Second, palliative care as a healthcare specialty becomes divided from care at the end of people’s lives. Palliative care specialists in social and health care all tend to assume that this distinction is not important: end-of-life care is really just a branch of palliative care. But palliative care comes from the wrong direction. It’s about ‘advanced illness’ (that is, a diagnosable illness that has got so bad they can identify the characteristics of an end stage). A lot of government policy focuses on end-of-life care being provided in the last year of life. But nobody knows when you’re going to die, so how is care provided for people in this situation? Only if healthcare professionals can say to themselves that within a year you are likely to be dead. This is called the ‘surprise’ question: ‘Would you be surprised if this patient was dead in 12 months?’ If they would not be surprised, you are regarded as in the end-of-life category and might get some services.

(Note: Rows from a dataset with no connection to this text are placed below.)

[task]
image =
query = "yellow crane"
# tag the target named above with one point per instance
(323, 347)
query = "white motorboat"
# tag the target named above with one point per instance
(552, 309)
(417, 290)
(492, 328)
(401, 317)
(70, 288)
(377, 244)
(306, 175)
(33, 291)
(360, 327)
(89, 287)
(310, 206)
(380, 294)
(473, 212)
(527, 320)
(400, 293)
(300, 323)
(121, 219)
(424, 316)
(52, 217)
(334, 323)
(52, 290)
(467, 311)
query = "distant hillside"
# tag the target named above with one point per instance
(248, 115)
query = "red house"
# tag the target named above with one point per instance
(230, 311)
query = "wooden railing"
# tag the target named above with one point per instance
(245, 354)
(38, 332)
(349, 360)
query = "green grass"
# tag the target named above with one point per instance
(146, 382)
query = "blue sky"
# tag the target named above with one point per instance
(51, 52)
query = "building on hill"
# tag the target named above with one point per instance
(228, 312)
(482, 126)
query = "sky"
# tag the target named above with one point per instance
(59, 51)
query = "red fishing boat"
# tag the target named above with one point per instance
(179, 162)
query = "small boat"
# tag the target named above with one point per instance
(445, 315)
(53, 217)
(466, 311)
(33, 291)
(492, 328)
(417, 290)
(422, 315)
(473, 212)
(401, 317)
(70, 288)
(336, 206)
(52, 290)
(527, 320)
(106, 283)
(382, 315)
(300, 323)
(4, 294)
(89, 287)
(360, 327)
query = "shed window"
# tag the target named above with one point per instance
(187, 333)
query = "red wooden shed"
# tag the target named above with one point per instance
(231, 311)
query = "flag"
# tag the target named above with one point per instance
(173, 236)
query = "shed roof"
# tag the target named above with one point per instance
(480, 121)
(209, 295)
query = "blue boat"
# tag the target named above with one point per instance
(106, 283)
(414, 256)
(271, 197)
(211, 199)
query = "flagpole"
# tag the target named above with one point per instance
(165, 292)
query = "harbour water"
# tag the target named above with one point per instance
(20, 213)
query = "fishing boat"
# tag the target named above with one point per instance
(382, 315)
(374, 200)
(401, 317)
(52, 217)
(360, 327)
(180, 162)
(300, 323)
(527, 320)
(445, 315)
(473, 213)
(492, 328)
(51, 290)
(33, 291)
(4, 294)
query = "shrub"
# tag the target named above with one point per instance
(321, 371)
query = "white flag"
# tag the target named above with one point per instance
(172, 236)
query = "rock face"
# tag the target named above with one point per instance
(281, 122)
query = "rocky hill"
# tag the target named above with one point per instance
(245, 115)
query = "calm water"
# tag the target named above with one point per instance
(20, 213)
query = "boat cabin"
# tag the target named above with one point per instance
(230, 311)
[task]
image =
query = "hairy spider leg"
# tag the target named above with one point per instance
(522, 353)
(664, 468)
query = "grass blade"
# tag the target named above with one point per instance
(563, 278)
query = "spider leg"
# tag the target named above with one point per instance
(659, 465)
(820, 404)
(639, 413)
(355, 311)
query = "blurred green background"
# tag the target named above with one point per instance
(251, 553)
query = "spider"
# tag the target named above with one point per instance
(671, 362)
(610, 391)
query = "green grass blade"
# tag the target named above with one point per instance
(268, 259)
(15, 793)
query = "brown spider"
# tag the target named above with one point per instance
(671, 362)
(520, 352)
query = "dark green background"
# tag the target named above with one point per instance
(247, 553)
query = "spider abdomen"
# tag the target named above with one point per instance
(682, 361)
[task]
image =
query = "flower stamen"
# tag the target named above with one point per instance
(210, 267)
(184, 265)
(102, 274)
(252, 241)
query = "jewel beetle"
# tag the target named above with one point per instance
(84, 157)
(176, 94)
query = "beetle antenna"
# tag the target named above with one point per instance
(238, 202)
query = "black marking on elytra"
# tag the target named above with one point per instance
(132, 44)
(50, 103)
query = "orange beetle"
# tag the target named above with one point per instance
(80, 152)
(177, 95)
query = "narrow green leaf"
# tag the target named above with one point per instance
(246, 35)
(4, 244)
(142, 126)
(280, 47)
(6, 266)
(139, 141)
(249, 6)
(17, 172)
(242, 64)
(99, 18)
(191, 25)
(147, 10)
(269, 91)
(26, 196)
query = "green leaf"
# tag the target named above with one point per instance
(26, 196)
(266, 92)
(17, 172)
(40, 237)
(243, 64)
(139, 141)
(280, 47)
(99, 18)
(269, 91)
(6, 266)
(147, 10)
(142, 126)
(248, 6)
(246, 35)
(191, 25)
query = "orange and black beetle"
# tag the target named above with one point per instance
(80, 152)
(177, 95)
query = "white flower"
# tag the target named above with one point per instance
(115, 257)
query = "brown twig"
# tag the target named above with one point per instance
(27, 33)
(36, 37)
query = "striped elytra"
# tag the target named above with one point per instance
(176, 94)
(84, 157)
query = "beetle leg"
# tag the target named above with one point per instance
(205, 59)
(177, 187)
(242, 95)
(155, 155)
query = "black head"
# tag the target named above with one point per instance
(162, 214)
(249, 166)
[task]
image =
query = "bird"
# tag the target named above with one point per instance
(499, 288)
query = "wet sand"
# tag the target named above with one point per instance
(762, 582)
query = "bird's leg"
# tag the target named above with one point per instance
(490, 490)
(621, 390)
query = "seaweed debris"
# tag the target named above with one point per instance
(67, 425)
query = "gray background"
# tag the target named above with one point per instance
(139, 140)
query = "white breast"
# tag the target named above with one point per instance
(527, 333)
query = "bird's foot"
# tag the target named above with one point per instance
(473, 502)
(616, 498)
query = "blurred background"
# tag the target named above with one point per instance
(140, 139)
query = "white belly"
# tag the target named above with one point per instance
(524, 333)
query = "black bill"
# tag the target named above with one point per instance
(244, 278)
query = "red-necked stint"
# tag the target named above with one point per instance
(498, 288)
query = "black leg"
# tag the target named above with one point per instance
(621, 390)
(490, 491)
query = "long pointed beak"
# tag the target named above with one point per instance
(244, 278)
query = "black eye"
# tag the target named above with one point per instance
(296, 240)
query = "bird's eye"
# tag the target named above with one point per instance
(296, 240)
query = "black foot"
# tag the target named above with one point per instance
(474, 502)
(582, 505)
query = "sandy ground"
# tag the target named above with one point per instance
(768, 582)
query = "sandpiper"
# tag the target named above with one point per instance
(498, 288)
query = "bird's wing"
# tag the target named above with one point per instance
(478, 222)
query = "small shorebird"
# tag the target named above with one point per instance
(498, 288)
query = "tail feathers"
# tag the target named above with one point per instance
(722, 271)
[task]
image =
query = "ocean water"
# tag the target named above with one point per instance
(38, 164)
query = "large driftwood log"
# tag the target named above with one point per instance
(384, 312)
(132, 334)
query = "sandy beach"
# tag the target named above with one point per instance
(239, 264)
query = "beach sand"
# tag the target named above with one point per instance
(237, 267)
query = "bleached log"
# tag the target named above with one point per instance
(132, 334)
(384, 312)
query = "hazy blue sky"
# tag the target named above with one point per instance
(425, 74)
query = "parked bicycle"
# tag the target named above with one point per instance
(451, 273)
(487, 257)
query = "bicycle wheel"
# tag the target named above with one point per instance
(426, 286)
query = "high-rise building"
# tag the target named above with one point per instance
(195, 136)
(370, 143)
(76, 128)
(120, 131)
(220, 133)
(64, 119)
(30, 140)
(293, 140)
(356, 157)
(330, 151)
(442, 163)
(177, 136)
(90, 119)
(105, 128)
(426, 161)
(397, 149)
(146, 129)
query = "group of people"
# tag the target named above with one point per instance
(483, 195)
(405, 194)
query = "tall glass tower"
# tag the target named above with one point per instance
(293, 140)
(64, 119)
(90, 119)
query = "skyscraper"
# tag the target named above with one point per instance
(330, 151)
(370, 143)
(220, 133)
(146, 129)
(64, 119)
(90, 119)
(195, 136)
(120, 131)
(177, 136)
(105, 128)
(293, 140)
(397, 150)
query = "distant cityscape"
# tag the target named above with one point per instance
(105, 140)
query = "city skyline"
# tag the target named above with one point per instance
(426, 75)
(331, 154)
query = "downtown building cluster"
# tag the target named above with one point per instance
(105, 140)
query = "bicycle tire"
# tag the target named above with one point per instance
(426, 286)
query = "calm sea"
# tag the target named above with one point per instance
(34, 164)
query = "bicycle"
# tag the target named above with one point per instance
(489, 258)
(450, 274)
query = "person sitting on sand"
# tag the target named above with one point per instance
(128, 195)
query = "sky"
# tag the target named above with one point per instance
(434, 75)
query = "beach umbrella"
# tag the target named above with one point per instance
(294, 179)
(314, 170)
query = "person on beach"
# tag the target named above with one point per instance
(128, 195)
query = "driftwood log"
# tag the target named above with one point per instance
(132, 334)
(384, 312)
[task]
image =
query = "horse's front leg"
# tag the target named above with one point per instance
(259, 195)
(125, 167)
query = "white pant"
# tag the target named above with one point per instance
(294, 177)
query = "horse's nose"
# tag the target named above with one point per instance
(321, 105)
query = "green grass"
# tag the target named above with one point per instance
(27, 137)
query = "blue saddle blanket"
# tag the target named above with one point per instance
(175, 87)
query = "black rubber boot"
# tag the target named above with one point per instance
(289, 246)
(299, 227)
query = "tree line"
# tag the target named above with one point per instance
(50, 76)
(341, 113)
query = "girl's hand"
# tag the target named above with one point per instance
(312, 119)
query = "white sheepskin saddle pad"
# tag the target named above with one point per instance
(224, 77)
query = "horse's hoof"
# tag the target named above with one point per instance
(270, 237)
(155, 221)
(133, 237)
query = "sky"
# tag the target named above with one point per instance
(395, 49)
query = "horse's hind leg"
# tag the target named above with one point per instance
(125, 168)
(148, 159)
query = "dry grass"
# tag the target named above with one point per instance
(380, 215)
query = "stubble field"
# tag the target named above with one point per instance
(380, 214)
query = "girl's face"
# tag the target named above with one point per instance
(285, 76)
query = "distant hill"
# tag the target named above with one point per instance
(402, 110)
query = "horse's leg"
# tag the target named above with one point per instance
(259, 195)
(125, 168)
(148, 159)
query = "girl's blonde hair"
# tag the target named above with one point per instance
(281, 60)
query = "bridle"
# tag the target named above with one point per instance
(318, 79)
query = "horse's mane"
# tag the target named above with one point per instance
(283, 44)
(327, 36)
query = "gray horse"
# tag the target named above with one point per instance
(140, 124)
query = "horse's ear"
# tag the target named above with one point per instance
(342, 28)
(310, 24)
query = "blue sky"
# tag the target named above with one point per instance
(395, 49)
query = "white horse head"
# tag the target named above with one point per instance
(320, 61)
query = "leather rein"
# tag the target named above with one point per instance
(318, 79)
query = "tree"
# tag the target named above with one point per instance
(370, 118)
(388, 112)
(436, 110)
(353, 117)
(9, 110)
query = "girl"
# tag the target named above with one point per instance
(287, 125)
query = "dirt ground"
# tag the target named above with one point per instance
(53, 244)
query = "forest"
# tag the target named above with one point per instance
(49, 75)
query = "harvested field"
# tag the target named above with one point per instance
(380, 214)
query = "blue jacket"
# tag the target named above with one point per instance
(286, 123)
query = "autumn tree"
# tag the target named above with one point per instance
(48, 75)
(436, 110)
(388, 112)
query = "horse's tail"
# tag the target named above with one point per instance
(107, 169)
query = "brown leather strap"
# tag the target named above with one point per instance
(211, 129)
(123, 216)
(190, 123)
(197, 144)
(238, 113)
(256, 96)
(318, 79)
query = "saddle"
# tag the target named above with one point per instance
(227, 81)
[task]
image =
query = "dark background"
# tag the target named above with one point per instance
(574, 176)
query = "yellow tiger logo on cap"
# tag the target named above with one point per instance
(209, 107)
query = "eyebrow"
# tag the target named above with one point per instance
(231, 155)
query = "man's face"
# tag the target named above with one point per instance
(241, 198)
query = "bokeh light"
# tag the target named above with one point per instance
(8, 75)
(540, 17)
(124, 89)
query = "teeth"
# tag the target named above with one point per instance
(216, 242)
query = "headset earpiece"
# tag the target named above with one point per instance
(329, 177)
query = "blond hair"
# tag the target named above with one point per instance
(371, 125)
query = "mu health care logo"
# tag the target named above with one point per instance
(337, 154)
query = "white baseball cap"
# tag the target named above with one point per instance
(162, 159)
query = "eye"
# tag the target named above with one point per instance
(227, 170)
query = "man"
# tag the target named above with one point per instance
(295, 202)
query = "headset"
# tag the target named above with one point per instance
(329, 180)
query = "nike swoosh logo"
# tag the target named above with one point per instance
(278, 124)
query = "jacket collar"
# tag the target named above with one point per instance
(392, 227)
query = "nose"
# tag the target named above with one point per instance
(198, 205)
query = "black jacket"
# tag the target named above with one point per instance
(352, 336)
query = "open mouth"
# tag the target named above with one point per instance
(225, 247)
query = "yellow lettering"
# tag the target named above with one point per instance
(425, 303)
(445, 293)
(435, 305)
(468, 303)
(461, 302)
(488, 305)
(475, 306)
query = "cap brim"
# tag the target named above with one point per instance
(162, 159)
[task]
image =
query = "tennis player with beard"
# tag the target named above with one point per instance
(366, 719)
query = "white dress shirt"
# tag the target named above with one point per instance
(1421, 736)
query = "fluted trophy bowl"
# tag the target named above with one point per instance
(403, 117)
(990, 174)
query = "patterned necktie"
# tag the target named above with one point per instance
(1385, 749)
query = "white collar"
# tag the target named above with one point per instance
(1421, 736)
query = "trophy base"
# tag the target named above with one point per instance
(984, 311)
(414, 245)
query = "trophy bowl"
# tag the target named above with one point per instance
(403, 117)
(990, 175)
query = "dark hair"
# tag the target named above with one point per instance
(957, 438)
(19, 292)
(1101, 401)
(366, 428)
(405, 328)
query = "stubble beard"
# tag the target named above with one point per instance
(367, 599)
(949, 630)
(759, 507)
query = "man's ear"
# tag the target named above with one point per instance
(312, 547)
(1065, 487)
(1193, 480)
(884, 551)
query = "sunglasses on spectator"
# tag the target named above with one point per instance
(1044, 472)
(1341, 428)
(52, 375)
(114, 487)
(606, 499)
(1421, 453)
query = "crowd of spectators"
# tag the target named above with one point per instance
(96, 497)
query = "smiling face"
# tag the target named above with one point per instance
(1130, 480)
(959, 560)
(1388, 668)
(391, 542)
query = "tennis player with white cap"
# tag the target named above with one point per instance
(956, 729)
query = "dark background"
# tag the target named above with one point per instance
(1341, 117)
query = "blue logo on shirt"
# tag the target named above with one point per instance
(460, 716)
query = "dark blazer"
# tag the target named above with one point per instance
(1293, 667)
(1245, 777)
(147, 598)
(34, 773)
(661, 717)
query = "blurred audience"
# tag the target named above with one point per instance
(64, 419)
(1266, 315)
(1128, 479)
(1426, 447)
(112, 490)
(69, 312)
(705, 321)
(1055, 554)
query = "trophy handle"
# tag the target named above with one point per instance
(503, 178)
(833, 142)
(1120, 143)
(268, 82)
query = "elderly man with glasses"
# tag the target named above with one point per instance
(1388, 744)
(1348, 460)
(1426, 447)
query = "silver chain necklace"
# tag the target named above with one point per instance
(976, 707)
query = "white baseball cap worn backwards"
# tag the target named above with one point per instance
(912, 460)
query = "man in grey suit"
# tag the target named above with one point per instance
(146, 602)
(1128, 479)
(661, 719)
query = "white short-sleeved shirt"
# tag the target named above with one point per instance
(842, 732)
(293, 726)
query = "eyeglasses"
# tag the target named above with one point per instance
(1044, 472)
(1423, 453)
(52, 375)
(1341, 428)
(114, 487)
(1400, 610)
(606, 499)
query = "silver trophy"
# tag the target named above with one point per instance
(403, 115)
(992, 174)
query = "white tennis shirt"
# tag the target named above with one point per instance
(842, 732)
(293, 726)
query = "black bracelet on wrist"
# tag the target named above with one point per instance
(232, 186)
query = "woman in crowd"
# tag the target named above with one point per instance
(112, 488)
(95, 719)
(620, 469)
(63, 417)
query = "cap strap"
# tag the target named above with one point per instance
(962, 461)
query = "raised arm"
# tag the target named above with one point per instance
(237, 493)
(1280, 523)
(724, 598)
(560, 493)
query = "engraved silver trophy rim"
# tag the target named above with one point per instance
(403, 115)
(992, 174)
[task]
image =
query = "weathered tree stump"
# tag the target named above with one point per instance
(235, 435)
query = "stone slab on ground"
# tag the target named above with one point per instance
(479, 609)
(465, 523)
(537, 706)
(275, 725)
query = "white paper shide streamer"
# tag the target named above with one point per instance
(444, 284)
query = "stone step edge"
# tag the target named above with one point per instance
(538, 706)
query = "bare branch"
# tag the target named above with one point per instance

But most people have not got a clear diagnosable illness, and this stops all kinds of other services including the end of life into their broader work. So social workers arranging for you to have some community care at home don’t think about the reality, which is that if they’re providing this help you are coming into that group of the population that ought to be thinking about and planning for their deaths. Again, it encourages the separation out of some special group as ‘end-of-life care’, instead of all the services balancing the whole of your needs, including end-of-life, but also thinking about how you want to carry on with your life tasks and whether the services they are providing are helping you with that, rather than just parking you until you come into the end-of-life category.

So for me, palliative care does not incorporate end-of-life care, it obstructs end-of-life care achieving the kind of balance that it ought to have in services for older people.

That’s why I have my doubts about hospices and palliative care: their separation and sentimentalisation obstructs good end-of-life care for everyone in the community.

1 comment:

  1. Wow what a response. Thank you so much for taking the time. Death is a fact we must all face and from your response and my experience I feel this is a fact we collectively hide. Why is this? Is it the role of social workers to demystify death?